Caldwell is having a bad time of it, what with his red card against Norway, his own goal against Arsenal and his ridiculous error yesterday that allowed Collin Samuel in to score. Mowbray says he has no doubts about his centre-half ahead of the rematch with Arsenal and he also said he had no worries about Marc-Antoine Fortune, who opened his account with a couple of smart goals.

"Marco's been fine from day one," said Mowbray. "I've had no concerns. The media were driving this. The boy has a great work-rate and he doesn't have to score every week and I said that when I signed him. I'd have preferred if we'd won 5-0 but we've got a team capable of scoring plenty of goals. We can ask the opposition plenty of questions. The goals we scored were important for our confidence. Fortune got off the mark and it was great to see the wide players contributing again. But I wasn't happy with the nature of the goals we conceded. I'm frustrated that we lost two goals."

In that, he was not alone.

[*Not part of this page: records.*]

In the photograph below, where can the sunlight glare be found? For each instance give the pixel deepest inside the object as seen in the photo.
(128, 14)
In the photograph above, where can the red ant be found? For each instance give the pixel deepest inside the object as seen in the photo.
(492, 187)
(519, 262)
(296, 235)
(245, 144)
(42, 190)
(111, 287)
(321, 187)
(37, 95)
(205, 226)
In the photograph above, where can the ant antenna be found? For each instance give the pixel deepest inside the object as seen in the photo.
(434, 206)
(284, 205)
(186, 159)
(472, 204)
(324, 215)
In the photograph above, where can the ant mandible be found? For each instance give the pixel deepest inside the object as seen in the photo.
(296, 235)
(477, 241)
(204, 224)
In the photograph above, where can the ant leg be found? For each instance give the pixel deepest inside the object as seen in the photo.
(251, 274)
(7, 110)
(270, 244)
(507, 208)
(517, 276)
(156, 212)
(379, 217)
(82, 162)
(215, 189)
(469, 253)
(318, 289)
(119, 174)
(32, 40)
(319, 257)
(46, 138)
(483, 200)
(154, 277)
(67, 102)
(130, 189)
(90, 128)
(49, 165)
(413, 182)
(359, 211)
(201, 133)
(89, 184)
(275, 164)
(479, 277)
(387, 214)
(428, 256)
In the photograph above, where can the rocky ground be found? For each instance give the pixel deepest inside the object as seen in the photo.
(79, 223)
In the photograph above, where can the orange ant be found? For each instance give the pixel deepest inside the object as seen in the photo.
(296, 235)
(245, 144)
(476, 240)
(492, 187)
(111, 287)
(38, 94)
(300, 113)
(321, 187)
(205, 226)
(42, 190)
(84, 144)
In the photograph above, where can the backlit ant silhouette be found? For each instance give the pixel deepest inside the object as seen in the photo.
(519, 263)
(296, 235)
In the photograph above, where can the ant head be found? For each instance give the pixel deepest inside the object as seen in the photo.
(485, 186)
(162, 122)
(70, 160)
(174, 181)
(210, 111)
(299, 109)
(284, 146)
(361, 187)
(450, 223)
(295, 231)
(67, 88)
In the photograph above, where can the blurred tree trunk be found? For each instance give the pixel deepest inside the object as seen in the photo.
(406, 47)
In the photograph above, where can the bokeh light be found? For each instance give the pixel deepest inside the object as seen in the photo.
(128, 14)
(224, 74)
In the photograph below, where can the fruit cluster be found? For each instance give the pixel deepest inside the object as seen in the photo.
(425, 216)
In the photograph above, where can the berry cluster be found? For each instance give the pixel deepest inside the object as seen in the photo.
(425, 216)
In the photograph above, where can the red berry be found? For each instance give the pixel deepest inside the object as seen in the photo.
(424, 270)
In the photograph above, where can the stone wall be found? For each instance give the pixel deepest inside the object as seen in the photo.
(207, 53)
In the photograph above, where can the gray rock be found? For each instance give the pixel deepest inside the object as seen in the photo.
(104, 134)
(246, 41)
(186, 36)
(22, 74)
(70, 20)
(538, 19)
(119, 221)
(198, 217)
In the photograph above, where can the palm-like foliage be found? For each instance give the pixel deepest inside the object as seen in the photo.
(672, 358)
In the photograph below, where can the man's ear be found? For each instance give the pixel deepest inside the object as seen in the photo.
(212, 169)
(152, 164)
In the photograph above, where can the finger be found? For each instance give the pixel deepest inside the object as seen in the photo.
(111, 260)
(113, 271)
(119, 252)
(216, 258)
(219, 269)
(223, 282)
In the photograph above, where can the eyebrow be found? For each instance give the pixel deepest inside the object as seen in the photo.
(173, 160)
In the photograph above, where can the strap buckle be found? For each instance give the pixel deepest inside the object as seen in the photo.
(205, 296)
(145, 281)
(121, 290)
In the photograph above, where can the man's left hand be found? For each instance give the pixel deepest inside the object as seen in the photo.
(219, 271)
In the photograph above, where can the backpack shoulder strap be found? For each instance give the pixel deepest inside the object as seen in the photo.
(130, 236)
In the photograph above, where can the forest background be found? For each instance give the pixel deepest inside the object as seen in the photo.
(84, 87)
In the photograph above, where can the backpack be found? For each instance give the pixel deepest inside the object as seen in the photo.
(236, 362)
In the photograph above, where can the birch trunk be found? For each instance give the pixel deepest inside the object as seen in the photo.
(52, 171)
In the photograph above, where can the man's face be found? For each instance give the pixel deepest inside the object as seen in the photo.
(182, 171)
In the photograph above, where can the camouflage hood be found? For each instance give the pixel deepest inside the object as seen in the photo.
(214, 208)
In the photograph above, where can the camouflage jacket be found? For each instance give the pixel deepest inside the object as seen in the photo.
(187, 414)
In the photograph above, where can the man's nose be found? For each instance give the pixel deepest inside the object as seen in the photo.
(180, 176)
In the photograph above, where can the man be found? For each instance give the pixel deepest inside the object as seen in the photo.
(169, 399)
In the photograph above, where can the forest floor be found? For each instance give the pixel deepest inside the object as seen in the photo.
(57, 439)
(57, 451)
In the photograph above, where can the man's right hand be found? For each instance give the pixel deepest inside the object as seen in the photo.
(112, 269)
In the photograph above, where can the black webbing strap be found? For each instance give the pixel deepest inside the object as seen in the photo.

Derek McInnes was singing a similar tune, even if he was philosophical about the hammering. "Celtic's agenda is to win the league and ours is to stay in it," he said.

"Collin Samuel was magnificent for us and we can take confidence from that and how we played. But we needed to defend crosses in to the box better.

"We won't be the only team who will lose five goals at Celtic Park this season, it's how you react to that and I'm looking for a reaction from my players."